Dr. Fitzpatrick, fascinated by engineering, history, science, and genealogy, is objective in her approach to cold cases, whether they involve John Does or American presidents. Like Melinde Byrne and Barbara Rae-Venter, Ph.D., J.D., in part two of this series, she follows the leads wherever they go, often to places she doesn’t expect, and warns that passionately wanting a particular result can lead to wrong conclusions. “People who love genealogy and DNA, especially those who aren’t scientists, sometimes don’t tick the right boxes and cross-check their results, so they come up with the wrong answers,” Dr. Fitzpatrick said. “Forensic genealogy is a thoughtful process.

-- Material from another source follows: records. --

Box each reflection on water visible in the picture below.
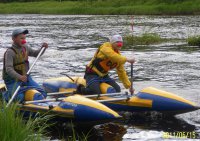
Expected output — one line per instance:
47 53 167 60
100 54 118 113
0 15 200 141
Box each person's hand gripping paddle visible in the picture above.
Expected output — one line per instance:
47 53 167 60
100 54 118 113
6 47 45 107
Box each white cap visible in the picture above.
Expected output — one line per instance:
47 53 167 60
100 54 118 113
110 35 123 43
12 28 28 37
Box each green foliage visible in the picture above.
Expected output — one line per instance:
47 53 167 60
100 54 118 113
187 36 200 46
0 104 51 141
0 0 200 15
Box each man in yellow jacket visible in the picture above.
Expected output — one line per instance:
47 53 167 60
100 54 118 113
77 35 135 94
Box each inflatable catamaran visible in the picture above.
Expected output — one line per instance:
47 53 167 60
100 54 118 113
0 77 200 123
43 77 200 115
0 84 121 124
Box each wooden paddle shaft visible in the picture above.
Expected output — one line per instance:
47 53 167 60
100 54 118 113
6 47 45 107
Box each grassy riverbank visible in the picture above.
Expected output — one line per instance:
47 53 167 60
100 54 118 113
0 102 49 141
0 0 200 15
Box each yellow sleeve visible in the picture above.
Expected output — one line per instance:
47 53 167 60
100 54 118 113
100 46 126 64
117 65 131 89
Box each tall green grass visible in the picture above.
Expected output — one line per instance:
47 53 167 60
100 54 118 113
0 0 200 15
187 36 200 47
0 104 50 141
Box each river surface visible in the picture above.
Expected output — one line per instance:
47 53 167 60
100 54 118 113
0 15 200 141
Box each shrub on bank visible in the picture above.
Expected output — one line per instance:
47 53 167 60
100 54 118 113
187 36 200 47
0 104 50 141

It takes experience and hard work to reach the right answer — no matter what it is.”

Read part two of this series — our interviews with two experts who weigh in on new developments transforming how cold cases are solved. Please see “The Finders: Cracking Cold Cases with Genealogy, Forensics, and DNA.”


Tools and Terms

Mitochondrial DNA (mtDNA): DNA passed from mother to children of both sexes. Boys have their mother’s mtDNA but don’t pass it down. Girls do, to their male and female children. mtDNA has extremely slow mutation rates.

Y-Chromosome DNA (Y-DNA): DNA passed from fathers to sons.

Autosomal DNA (atDNA): Inherited from the autosomal chromosomes (humans have 22 pairs of autosomes and two sex chromosomes). atDNA is highly specific because it is recombinant from one generation to the next.

Combined DNA Index System (CODIS): An FBI database containing millions of offender DNA profiles, searchable at local, state, and national levels. Analysts use CODIS to search DNA profiles obtained from crime-scene evidence against DNA profiles from other crime scenes and from convicted offenders and arrestees.

GEDmatch: A free, volunteer-run website for people who have already tested their DNA for genealogical purposes, GEDmatch contains public atDNA kits of more than 1 million individuals.